Prior to the Secret Invasion, Madcap encounters Deadpool, and in the midst of an altercation with Daredevil and Thor, Thor's lightning reduces the two to ash. Though it initially seems that only Deadpool regenerates and survives, he eventually realizes the two actually regenerated as one being, with Madcap becoming one of the "voices" within Deadpool's head. After Madcap's personality asserts itself sufficiently to use his own powers in a later altercation with Thor and Luke Cage, Deadpool convinces Madcap to manipulate the two affected heroes into tearing Deadpool's body in half, with one half regenerating fully as Deadpool, and the other as Madcap.

Eight months after the events of Secret Wars, Madcap is revealed to have been psychologically damaged even further by his fusion with and separation from Deadpool. When Deadpool founds the Mercs for Money, Madcap infiltrates the team, feigning benevolence and incompetence. Madcap begins impersonating Deadpool, attacking his allies and using his powers to incite violence throughout New York City in Deadpool's name. Upon discovering that Madcap was responsible for the chaos, Deadpool lured him out by using his own daughter, Ellie, as bait, and confronted Madcap alongside Masacre, the Deadpool of Mexico. Madcap gains the upper hand in the brawl, which ends with him using Deadpool's molecular disintegrator on himself.

Madcap resurfaces during Civil War II as a parasitic entity and forces his human host to act against Deadpool. After luring Deadpool to the Central Park Zoo, Madcap and his host infect him with a stolen virus that Deadpool begins unknowingly spreading across New York City. Deadpool acquires a cure to the virus and locates Madcap, whose host is revealed to be Bob, Agent of Hydra. When Deadpool infers that everything that Madcap remembers about his past is a lie, an enraged Madcap detaches from Bob to attack him, and proceeds to escape under the cover of an explosion while swearing further revenge on Deadpool.

After Madcap nearly ruins his Valentine's Day, Deadpool ventures into space in search of a weapon that can permanently kill the villain, and while there he strikes a bargain with the Collector, who agrees to imprison Madcap in his museum. When Madcap seeks him out, Deadpool successfully ensnares "the indestructible clown" for the Collector. As Madcap is hauled away, Deadpool realizes that the victory is a hollow one after Madcap gloats that he no longer cares about ruining Deadpool's life, as Deadpool's recent dealings with Stryfe and Hydra have already accomplished that for him.

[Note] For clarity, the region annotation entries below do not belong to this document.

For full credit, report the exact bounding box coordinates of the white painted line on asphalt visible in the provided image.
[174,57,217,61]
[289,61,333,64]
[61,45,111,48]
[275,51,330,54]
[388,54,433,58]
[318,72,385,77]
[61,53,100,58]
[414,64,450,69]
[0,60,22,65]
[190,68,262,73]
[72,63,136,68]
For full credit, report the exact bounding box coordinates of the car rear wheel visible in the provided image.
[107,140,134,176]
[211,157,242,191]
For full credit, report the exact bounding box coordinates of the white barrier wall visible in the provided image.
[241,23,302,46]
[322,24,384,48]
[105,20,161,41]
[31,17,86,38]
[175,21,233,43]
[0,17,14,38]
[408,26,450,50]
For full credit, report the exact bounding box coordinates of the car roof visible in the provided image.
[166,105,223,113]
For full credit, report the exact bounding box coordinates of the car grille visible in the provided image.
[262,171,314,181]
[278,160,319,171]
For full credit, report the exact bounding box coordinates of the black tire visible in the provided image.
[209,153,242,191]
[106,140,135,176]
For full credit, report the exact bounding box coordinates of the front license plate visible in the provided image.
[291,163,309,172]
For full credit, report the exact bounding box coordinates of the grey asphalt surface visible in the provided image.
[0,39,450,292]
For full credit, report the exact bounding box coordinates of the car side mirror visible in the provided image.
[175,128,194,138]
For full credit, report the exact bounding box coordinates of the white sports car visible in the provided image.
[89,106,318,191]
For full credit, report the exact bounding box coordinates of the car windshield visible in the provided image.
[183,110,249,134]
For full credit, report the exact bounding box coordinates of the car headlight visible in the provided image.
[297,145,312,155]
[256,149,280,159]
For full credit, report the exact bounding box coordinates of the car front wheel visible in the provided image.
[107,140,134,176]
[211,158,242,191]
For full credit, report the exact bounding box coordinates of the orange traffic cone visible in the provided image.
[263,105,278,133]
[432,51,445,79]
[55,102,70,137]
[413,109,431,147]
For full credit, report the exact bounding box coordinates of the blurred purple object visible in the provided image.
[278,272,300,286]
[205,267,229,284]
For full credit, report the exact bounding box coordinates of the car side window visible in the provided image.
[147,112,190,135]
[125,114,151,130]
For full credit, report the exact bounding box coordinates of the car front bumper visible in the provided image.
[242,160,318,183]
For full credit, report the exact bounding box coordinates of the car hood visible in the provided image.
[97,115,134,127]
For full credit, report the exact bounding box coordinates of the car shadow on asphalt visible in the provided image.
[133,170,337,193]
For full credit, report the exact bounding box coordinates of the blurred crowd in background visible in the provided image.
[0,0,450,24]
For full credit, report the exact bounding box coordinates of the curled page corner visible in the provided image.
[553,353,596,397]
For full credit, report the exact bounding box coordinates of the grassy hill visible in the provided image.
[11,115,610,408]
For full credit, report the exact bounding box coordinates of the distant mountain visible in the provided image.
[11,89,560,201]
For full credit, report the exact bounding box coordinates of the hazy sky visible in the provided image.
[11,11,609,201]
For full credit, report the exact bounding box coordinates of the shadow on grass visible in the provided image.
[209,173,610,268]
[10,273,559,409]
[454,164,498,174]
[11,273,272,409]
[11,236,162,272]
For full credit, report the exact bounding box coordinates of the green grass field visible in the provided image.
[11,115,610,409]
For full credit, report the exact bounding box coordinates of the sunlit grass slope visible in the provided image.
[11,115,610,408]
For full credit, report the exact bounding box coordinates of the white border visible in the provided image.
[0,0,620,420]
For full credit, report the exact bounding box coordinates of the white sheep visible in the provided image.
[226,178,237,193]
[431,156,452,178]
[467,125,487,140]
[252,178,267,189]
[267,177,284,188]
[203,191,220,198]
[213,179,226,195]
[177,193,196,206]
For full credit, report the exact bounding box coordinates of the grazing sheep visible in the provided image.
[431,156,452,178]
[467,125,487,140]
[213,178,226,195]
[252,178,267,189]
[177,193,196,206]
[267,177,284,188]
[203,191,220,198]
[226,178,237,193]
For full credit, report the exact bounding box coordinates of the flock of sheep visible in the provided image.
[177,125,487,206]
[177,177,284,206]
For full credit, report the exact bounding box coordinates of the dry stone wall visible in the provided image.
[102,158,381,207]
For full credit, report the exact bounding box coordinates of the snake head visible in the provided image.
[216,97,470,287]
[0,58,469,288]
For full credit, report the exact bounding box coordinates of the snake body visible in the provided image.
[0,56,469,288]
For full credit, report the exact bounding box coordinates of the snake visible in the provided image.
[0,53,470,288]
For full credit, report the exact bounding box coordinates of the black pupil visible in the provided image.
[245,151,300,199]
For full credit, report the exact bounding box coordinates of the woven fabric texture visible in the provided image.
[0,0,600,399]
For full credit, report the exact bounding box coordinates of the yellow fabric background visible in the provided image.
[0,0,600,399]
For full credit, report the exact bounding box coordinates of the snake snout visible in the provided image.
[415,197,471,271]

During the "One World Under Doom" storyline, Madcap joins the Mad Thinker's incarnation of the Masters of Evil and assists them in invading the Impossible City. Captain America decapitates Madcap and uses his head's psychotic gaze to subdue Mister Hyde. After Mad Thinker is defeated by the Avengers, Madcap's body tries to drop the Ashen Combine's prison on Earth, only to be taken down by Captain America's shield.

==Powers and abilities==
Madcap possesses two superpowers as a result of the mutagenic effects of his exposure to Compound X07:

- Madcap possesses a powerful healing factor that enables him to resurrect himself after being killed. He can mentally control his severed limbs. His rapid healing ability also gives him high endurance, as his body eliminates fatigue poisons and heals muscle damage caused by overexertion almost instantaneously.
- Madcap has a specialized form of insanity-inducement that is activated via eye contact. People affected by his power act in a euphoric, uninhibited manner that verges on or becomes insanity and can end up killing themselves.